School body with both grade school and high school education

A unified school district (in the states of Arizona, California, Kansas and Oregon) or unit school district (in Illinois), in the United States of America, is a school district that generally includes and operates both primary schools (kindergarten through middle school or junior high) and high schools (grades 9–12) under the same district control.

This distinction is predominant in states where elementary school districts and high school districts are, or were, generally separate. The Los Angeles Unified School District is a major example of a unified school district in California. In California and Illinois, and possibly other states, unified or unit school districts are not the same as consolidated or union school districts, which are generally formed by the consolidation of multiple school districts of the same type.

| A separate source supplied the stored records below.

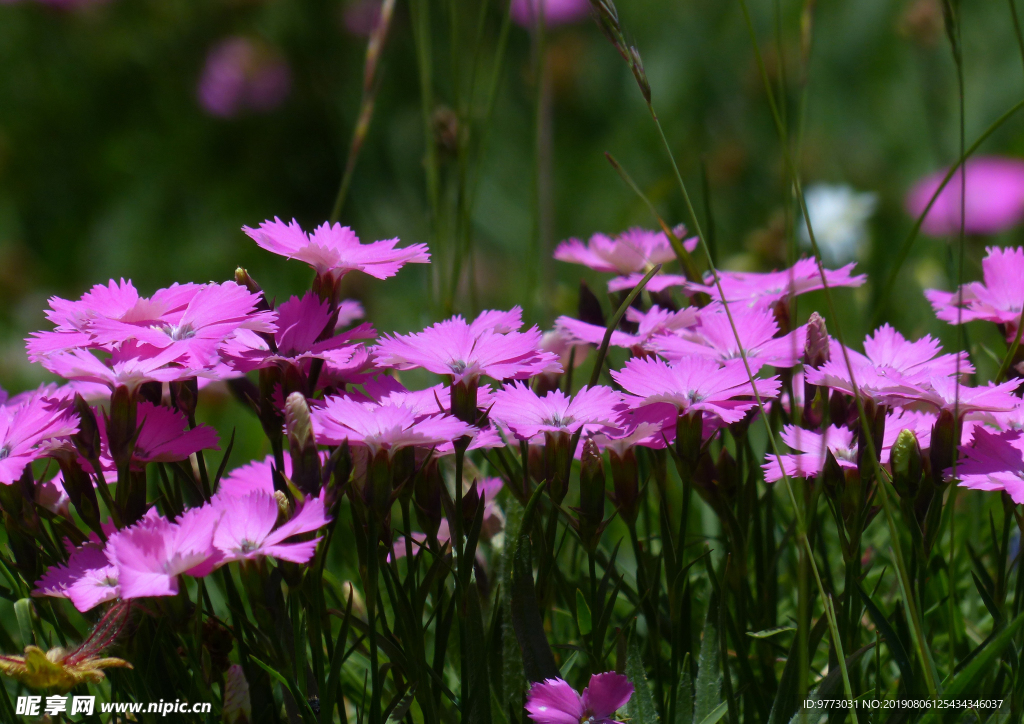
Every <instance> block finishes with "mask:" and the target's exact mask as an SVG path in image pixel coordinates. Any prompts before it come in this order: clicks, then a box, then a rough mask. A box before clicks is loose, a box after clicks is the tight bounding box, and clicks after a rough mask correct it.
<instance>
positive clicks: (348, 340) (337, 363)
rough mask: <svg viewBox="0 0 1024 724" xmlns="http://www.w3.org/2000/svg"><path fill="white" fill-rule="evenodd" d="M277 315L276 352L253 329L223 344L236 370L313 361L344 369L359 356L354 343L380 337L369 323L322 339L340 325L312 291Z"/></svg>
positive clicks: (289, 304)
mask: <svg viewBox="0 0 1024 724" xmlns="http://www.w3.org/2000/svg"><path fill="white" fill-rule="evenodd" d="M275 312H276V314H278V331H276V332H275V333H274V336H273V341H274V344H273V347H274V348H273V349H271V348H270V345H269V344H268V343H267V341H266V340H265V339H264V338H263V337H261V336H260V335H258V334H256V333H255V332H252V331H250V330H239V331H238V332H237V333H236V334H234V335H233V336H232V337H231V338H230V339H229V340H227V341H226V342H225V343H224V344H223V346H222V347H221V350H220V351H221V354H222V355H223V356H224V357H225V358H226V360H227V363H228V364H229V365H230V366H231V367H232V368H234V369H236V370H238V371H240V372H251V371H252V370H257V369H261V368H268V367H281V368H285V367H287V366H289V365H298V363H299V360H303V359H313V358H318V359H324V360H330V361H332V363H333V364H335V365H338V366H344V365H346V364H348V363H349V361H351V359H352V357H353V354H354V353H355V349H354V348H353V347H351V346H350V345H351V342H352V340H355V339H371V338H373V337H375V336H376V335H377V332H376V331H375V330H374V328H373V326H372V325H369V324H367V325H359V326H358V327H357V328H355V329H354V330H350V331H348V332H344V333H342V334H339V335H333V334H331V335H329V336H328V337H327V338H326V339H323V340H321V337H322V336H323V335H324V334H325V332H326V331H327V330H328V329H329V328H330V329H331V330H332V331H333V327H334V326H335V324H336V323H335V320H334V314H333V313H332V312H331V305H330V304H329V303H328V302H326V301H321V299H319V297H317V296H316V295H315V294H313V293H312V292H306V294H305V295H304V296H303V297H302V298H301V299H299V298H298V297H292V298H291V299H289V300H288V301H287V302H285V303H283V304H282V305H281V306H279V307H278V308H276V309H275ZM317 340H321V341H317ZM346 345H348V346H346Z"/></svg>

In Kansas, the unified school districts developed after legislation was passed in 1962 that was intended to reduce the number of rural school districts. After the law's passage, the number of districts in Kansas dropped dramatically. In 1947, there were over 3,000 districts. After the unification law and establishment of unified school districts, their number dropped to under 400.

In Arizona, unified school districts elect 5 school board members. Common school districts have elected boards consisting of 3 members.

==Distinct uses of the term==
Some states use the term "unified school district" to refer to different characteristics. For example:
- In Connecticut, a unified school district is a statewide school district serving students under the jurisdiction of a particular state department:
  - Unified School District #1 is under the Connecticut Department of Correction.
  - Unified School District #2 is under the Connecticut Department of Children and Families.
  - Unified School District #3 is under the Department of Developmental Services.
- In Vermont, a unified school district is a type of union school district, in which "the town school districts (and school boards) are abolished and representatives from the former districts are elected to form one school board."
- In Wisconsin, a unified school district is one type of school district. Its school board has "the powers and duties of the school board and annual meeting in a common school district."